You can test it with the below code

var lists = new List<List<int>>
{
    new List<int> {1, 2, 3, 4, 5, 7},
    new List<int> {5, 6, 7},
    new List<int> {2, 6, 7, 9},
    new List<int> {4 }
};

var result = lists.UnionOfIntersects();

Answer 3

This should be very close to optimal - how "readable" it is depends on your taste. In my opinion it is also the most readable solution.

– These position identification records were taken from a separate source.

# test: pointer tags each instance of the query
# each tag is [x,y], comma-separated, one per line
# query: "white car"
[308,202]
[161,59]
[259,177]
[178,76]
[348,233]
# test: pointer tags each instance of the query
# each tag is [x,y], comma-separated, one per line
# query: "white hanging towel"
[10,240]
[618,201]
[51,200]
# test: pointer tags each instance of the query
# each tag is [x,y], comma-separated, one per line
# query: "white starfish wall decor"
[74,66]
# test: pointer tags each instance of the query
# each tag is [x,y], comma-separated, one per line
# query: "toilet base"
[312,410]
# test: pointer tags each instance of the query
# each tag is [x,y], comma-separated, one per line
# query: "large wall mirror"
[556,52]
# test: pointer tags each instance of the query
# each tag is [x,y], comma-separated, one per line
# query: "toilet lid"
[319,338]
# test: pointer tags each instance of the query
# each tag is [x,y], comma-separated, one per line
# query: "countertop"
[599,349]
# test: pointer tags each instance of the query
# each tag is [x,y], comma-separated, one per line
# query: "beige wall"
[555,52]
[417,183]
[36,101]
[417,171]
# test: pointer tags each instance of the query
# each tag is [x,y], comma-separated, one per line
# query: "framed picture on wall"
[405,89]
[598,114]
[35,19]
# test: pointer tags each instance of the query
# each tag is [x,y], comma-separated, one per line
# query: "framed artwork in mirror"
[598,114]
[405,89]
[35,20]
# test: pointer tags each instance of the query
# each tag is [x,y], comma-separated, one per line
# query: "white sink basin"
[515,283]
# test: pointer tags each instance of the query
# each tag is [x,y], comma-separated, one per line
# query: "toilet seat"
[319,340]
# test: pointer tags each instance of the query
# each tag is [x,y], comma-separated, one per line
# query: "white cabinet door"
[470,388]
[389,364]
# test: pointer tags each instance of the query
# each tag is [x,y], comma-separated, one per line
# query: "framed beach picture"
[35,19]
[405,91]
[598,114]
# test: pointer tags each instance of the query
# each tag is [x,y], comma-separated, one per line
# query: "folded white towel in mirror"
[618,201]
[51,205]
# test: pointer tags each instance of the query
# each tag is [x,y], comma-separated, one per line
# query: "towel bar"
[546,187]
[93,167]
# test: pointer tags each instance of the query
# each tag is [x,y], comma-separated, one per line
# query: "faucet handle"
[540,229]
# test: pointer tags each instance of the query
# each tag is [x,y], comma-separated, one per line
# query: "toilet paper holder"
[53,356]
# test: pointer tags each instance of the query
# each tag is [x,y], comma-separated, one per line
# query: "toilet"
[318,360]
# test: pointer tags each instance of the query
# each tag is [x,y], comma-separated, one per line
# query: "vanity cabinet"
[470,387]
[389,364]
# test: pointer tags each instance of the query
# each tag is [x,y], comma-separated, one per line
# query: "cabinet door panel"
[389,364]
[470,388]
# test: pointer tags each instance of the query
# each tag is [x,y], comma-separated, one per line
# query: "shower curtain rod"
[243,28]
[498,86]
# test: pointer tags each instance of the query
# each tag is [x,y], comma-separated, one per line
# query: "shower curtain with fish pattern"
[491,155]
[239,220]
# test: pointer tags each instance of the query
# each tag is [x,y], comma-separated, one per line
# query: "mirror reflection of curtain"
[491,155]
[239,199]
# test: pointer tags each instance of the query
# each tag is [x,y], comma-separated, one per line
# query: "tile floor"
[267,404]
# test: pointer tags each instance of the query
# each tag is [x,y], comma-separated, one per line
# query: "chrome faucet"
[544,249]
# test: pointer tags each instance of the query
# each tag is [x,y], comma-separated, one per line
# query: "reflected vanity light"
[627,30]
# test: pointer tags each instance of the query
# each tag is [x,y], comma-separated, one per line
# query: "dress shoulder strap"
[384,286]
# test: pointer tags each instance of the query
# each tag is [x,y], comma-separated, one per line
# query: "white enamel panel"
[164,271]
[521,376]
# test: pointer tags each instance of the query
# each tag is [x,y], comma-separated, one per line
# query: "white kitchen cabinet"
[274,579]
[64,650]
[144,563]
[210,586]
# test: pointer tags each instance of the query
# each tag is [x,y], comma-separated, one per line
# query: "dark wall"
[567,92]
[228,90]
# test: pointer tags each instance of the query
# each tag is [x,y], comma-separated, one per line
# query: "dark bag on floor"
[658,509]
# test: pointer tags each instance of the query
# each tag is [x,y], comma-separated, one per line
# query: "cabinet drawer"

        var seenElements = new HashSet<T>();
        var repeatedElements = new HashSet<T>();

        foreach (var list in source)
        {
            foreach (var element in list.Distinct())
            {
                if (seenElements.Contains(element))
                {
                    repeatedElements.Add(element);
                }
                else
                {
                    seenElements.Add(element);
                }
            }
        }

        return repeatedElements;

Answer 4

That should nail it:

int[][] test = { new int[] { 1, 2, 3, 4, 5, 7 }, new int[] { 5, 6, 7 }, new int[] { 2, 6, 7, 9 }, new int[] { 4 } };
var result = test.SelectMany(a => a.Distinct()).GroupBy(x => x).Where(g => g.Count() > 1).Select(y => y.Key).ToList();

First you make sure, there are no duplicates in each sequence. Then you join all sequences to a single sequence and look for duplicates as e.g. here.

Answer 5

You can try this approach, it might be more efficient and also allows to specify the minimum intersection-count and the comparer used:

public static IEnumerable<T> UnionOfIntersects<T>(this IEnumerable<IEnumerable<T>> source 
    , int minIntersectionCount
    , IEqualityComparer<T> comparer = null)
{
    if (comparer == null) comparer = EqualityComparer<T>.Default;
    foreach (T item in source.SelectMany(s => s).Distinct(comparer))
    {
        int containedInHowManySequences = 0;
        foreach (IEnumerable<T> seq in source)
        {
            bool contained = seq.Contains(item, comparer);
            if (contained) containedInHowManySequences++;
            if (containedInHowManySequences == minIntersectionCount)
            {
                yield return item;
                break;
            }
        }
    }
}

Some explaining words:

• It enumerates all unique items in all sequences. Since Distinct is using a set this should be pretty efficient. That can help to speed up in case of many duplicates in all sequences.
• The inner loop just looks into every sequence if the unique item is contained. Thefore it uses Enumerable.Contains which stops execution as soon as one item was found(so duplicates are no issue).
• If the intersection-count reaches the minum intersection count this item is yielded and the next (unique) item is checked.